All readers I know have the option to display all feeds chronologically, or an entire folder of feeds chronologically. In most, that's the default setting when you open the app/page.

I always use it like that. If I'd want to see all new posts from a single author, I might as well just bookmark their blog.

  • HankStallone 2 hours ago

    If you bookmark Dave's blog, you have to check his blog every day to see if there's something new, even if Dave only posts monthly. Or you check less often, and sometimes discover a new post long after the discussion in the comments has come and gone.

    If you put Dave's blog in your RSS reader, one day "Dave (1)" shows up in your list of unread sources and you can read his new post immediately, and you didn't need to think about Dave's blog any other day.

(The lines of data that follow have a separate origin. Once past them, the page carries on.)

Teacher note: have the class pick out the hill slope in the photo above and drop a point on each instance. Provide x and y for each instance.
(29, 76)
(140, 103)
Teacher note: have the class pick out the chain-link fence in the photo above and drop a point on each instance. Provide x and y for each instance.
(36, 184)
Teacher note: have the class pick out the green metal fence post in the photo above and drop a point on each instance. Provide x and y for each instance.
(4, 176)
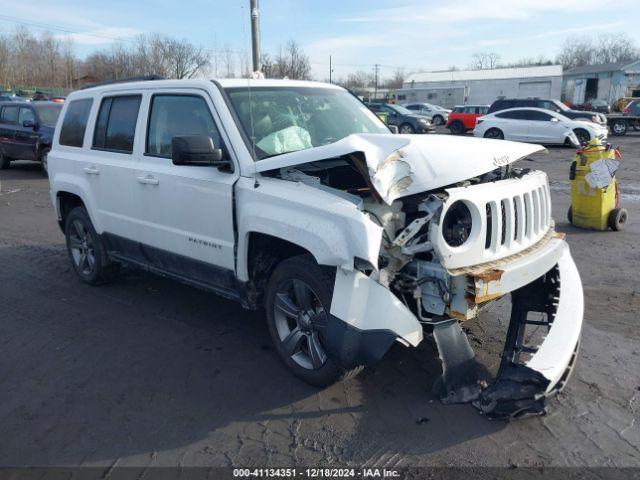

    I could use the "all articles" feed in my RSS reader (TT-RSS), but I would never do such a thing unless all the blogs I follow had similar posting frequencies that would mesh well together, which they don't. I never use the front page of Reddit for the same reason: the busy subs would drown out the ones that get a post a week.

  • thaumasiotes 13 hours ago

    > All readers I know have the option to display all feeds chronologically, or an entire folder of feeds chronologically. In most, that's the default setting when you open the app/page.

    The option might exist. It was certainly not the default in mainstream readers in the past and it still isn't now. I never encountered it in Google Reader (as mainstream as it gets), or in Yoleo (highly niche), or in Thunderbird (also as mainstream as it gets).

    Whether a bunch of unused projects make something strange the default doesn't really have an impact on the user experience. This is not something you can expect to encounter when using RSS.

    > If I'd want to see all new posts from a single author, I might as well just bookmark their blog.

    That approach will fail for two obvious reasons:

    1. The bookmark is not sensitive to new posts. When there is no new post, you have to check it anyway. When there are several new posts, you're likely to overlook some of them.

    2. Checking one bookmark is easy; checking 72 bookmarks is not.

    • akho 10 hours ago

      > I never encountered it in Google Reader

      It was the default view in Google Reader, the "All Items" view.

      A mix of all feeds, ordered chronologically, is the default view in tt-rss, miniflux, inoreader, feedly, netnewswire, and all RSS readers I've ever seen.

      It's also what "syndication" means.

      • thaumasiotes 8 hours ago

        For your weirdest claim:

        > syndication noun

        > syn·di·ca·tion

        > the act of selling something (such as a newspaper column or television series) for publication or broadcast to multiple newspapers, periodicals, websites, stations, etc.

        >> the syndication of news articles and video footage

        ( https://www.merriam-webster.com/dictionary/syndication )

        The "syndication" in RSS refers to distributing the same content to many different readers.

        Here's MDN: https://devdoc.net/web/developer.mozilla.org/en-US/docs/RSS/...

        > This article provides a simple guide to using RSS to syndicate Web content.

        Note that this is a guide to creating an RSS feed from the publisher's perspective. It is not possible for two feeds to be displayed together, or at all, on the publisher's end. How do you interpret the verb syndicate?

      • [removed] 9 hours ago
        [deleted]
panstromek 7 hours ago

Yea, dismiss a whole argument based on your specific experience with your specific reader and your specific taste. Not to mention your argument proves the point - you already got their attention even when you didn't read the post and even shared the name of the blog here. However is the feed arranged, posters who compete on attention will optimize for it and eventually bubble up. That's why "the algorithms" are complicated in practice, you're always fighting against Goodhart's law.